Journal Entry. Toronto.
April 3, 2008

Had dinner recently with "M" a struggling writer/director/producer who never really liked me -- although he loudly professed otherwise.

A willing victim of the boys-and-booze media subculture "M" has been dragged under by the riptide of cronyism which is now sweeping him towards a middle age of anonymity, loneliness and fear.

Smiling with a hail-fellow-well-met bon hommie "M" was anxious to meet to lobby for work. But within minutes he'd dragged up the memory of a failed piece I'd done 15 years ago dissecting its awkward structure and weird visual grammar, telling me with barely disguised glee that our old boss still held it against me.

"He remembers, you know. He remembers everything."

"M" is a shadow man. He is Bogart's Ugarte. Shakespeare's Iago.

Confused as to why he finds himself unemployable, "M" is hurt that former colleagues shun him...angry that most network execs don't return his calls.

"I guess I'll take up teaching" he said.

Two hours and three beers later I watched him walk away into the Toronto night. Collar turned up against the drizzle ... dodging traffic ... giving irritated drivers the finger "M" caught my eye as he reached the subway stairs, and without so much as a nod disappeared downwards into its black hole.


joeclark said...

Unnecessarily nasty, “Don”?

"The Book of Don" said...

Hmmm. I'm sorry you feel that way. It wasn't meant to be "nasty" - not at all.

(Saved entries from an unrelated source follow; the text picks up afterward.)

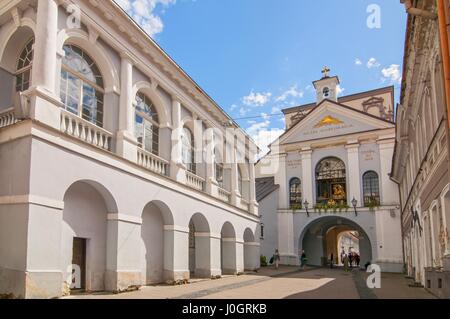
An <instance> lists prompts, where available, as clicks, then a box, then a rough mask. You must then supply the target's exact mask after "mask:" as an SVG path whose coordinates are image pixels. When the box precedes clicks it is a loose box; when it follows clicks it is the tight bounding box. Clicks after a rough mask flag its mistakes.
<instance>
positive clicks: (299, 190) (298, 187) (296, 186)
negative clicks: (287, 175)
mask: <svg viewBox="0 0 450 319" xmlns="http://www.w3.org/2000/svg"><path fill="white" fill-rule="evenodd" d="M289 205H290V207H291V208H294V207H298V206H300V207H301V205H302V183H301V181H300V179H299V178H297V177H295V178H292V179H291V180H290V182H289Z"/></svg>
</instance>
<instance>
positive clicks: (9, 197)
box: [0, 195, 64, 210]
mask: <svg viewBox="0 0 450 319" xmlns="http://www.w3.org/2000/svg"><path fill="white" fill-rule="evenodd" d="M24 204H31V205H38V206H44V207H49V208H53V209H57V210H63V209H64V202H63V201H59V200H56V199H52V198H48V197H42V196H37V195H13V196H1V197H0V205H24Z"/></svg>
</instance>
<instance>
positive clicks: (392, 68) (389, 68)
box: [381, 64, 402, 83]
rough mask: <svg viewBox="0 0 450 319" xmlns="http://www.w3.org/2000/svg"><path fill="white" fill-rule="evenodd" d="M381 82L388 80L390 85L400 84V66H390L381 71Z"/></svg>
mask: <svg viewBox="0 0 450 319" xmlns="http://www.w3.org/2000/svg"><path fill="white" fill-rule="evenodd" d="M381 73H382V74H383V81H386V80H390V81H391V82H392V83H401V81H402V76H401V73H400V65H398V64H391V65H390V66H389V67H387V68H384V69H383V70H381Z"/></svg>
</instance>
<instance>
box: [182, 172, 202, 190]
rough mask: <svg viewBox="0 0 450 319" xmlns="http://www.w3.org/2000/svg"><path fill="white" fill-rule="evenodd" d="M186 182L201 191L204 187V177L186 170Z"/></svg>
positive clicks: (196, 188)
mask: <svg viewBox="0 0 450 319" xmlns="http://www.w3.org/2000/svg"><path fill="white" fill-rule="evenodd" d="M186 184H187V185H188V186H189V187H192V188H194V189H196V190H199V191H202V192H203V191H204V189H205V179H204V178H202V177H200V176H197V175H195V174H194V173H192V172H189V171H186Z"/></svg>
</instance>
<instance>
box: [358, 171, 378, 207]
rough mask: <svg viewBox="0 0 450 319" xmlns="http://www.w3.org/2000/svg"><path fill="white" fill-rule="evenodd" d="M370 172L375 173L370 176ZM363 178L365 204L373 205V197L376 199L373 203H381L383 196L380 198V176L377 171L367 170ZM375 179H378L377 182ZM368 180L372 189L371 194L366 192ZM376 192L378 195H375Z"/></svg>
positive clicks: (370, 193)
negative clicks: (379, 175) (366, 171)
mask: <svg viewBox="0 0 450 319" xmlns="http://www.w3.org/2000/svg"><path fill="white" fill-rule="evenodd" d="M370 174H373V176H372V177H370V176H369V175H370ZM362 180H363V201H364V206H365V207H367V206H369V205H371V204H372V201H371V200H372V199H375V203H373V204H375V205H380V202H381V198H380V177H379V175H378V173H377V172H375V171H367V172H365V173H364V174H363V176H362ZM375 180H376V184H375V182H374V181H375ZM366 181H368V182H369V183H368V186H369V188H370V190H369V191H370V196H366V194H367V192H366V190H367V188H366V187H367V183H366ZM374 186H376V187H375V190H373V187H374ZM374 193H375V194H377V195H375V196H373V194H374ZM369 198H370V201H369V200H368V199H369Z"/></svg>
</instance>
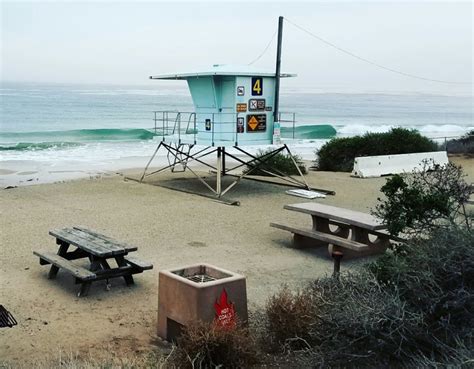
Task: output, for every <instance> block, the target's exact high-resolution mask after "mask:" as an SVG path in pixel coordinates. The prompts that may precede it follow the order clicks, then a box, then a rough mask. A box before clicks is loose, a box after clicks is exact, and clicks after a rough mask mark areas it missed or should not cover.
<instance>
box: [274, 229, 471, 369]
mask: <svg viewBox="0 0 474 369" xmlns="http://www.w3.org/2000/svg"><path fill="white" fill-rule="evenodd" d="M473 248H474V234H473V233H471V232H469V231H468V230H467V229H466V228H458V227H454V226H452V227H451V228H448V229H437V230H435V231H434V233H433V234H432V235H431V237H429V238H424V239H418V238H417V239H413V240H410V241H409V242H407V243H406V244H405V245H404V246H403V247H399V248H397V249H395V250H391V251H390V252H387V253H386V254H385V255H384V256H382V257H381V258H379V259H378V260H377V261H375V262H372V263H371V264H369V265H368V266H367V267H366V268H363V269H362V270H360V271H358V272H356V273H352V274H348V273H345V274H342V275H341V277H340V279H339V280H338V279H334V278H328V277H326V278H320V279H318V280H316V281H315V282H314V283H313V284H311V285H308V286H307V287H306V288H305V289H304V290H302V291H300V292H297V293H291V292H290V291H288V289H287V288H284V289H283V290H282V291H281V292H280V293H278V294H277V295H276V296H274V297H272V298H271V299H270V300H269V304H268V305H267V310H266V313H267V320H268V323H267V329H268V334H269V336H270V337H272V338H273V340H274V342H276V343H279V344H280V346H282V348H287V347H288V342H292V343H295V342H296V343H300V345H299V346H296V347H293V348H297V349H301V348H304V349H305V354H306V355H309V356H310V357H311V364H312V366H313V367H344V368H347V367H365V368H367V367H369V368H381V367H407V368H411V367H423V366H427V367H436V366H441V367H444V366H446V365H458V366H460V367H462V365H463V364H464V365H466V363H468V362H469V360H472V357H473V354H474V349H473V337H474V336H473V333H472V327H473V326H474V259H473V258H472V257H470V254H471V252H472V249H473ZM308 353H309V354H308ZM434 364H436V365H434ZM466 367H467V366H466Z"/></svg>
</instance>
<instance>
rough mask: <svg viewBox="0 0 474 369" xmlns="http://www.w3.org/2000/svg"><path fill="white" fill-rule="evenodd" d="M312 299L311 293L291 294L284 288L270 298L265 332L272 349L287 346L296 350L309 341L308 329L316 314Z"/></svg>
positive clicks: (299, 293)
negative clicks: (266, 330)
mask: <svg viewBox="0 0 474 369" xmlns="http://www.w3.org/2000/svg"><path fill="white" fill-rule="evenodd" d="M312 297H313V296H312V294H311V293H303V292H301V291H300V292H295V293H293V292H292V291H290V290H289V288H288V287H286V286H284V287H283V288H282V289H281V290H280V291H279V292H278V293H277V294H276V295H274V296H272V297H270V299H269V300H268V302H267V306H266V314H267V324H266V330H267V332H268V337H269V338H270V342H269V343H270V344H271V346H272V347H274V348H276V347H279V346H281V345H287V346H288V347H289V348H290V349H298V348H301V347H305V345H306V342H308V341H311V336H310V329H309V327H310V325H311V321H312V320H314V316H315V314H316V311H315V310H314V303H313V301H312Z"/></svg>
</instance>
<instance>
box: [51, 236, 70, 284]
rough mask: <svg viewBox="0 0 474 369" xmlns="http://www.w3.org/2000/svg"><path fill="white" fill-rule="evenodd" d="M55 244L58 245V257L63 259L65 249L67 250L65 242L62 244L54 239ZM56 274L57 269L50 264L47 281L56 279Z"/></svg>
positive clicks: (52, 265) (60, 242) (58, 267)
mask: <svg viewBox="0 0 474 369" xmlns="http://www.w3.org/2000/svg"><path fill="white" fill-rule="evenodd" d="M56 243H57V244H58V245H59V250H58V255H59V256H61V257H64V256H65V255H66V253H67V249H68V248H69V244H68V243H67V242H64V241H61V240H58V239H56ZM58 272H59V267H57V266H56V265H54V264H52V265H51V269H50V270H49V273H48V278H49V279H54V278H56V275H57V274H58Z"/></svg>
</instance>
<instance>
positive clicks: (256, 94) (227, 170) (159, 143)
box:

I hoped it might be read as a small comment on the duplicity that underlies many relationships in this dark business. And also the fear which lodges itself like a tumour (just below the breast-bone) once you hit that certain age when all the buddies have gone home and the beer tastes sour.

Anonymous said...

Hi Don,

I believe I'm part of the 'wave of newcomers' that lead you to start typing this blog.
I'm in my mid twenties and live in Toronto where I spend many a day at the Broadcast Center and many an evening at the NFB mediatque watching old docs and wondering if I missed the boat. Your stories of real broadcasting jobs ( not a life of hustling producers for casual contract), and some level of creative freedom make me wish I had been birthed twenty years earlier. It seems that the most a career in broadcasting can offer these days is making reality TV shows or cutting Depends ads. There are of course worse ways to make a living ( I worked on a tobacco farm in University) but when you live in a country that produced people like Donald Brittian and Arthur Lipsett you believe it can be better. I know we still make great broadcasting, the NFB film Up The Yangtze showed this to me. But how often does a doc that great happen? I know that the answer is to go out there and make your own projects, but with the media being the media is it worth going on that mission knowing that you could end up in twenty years as that unemployed writer/director/producer?

My apologies for the bad copy. I've got a party over on College to attend tonight and 'this piano's been drinking'.


Doc Holiday said...

Hey, Anon, just one quibble: Up the Yangtze wasn't made by the NFB, but by EyeSteelFilm, a Montreal indie that's known for taking chances on youngsters such as yourself.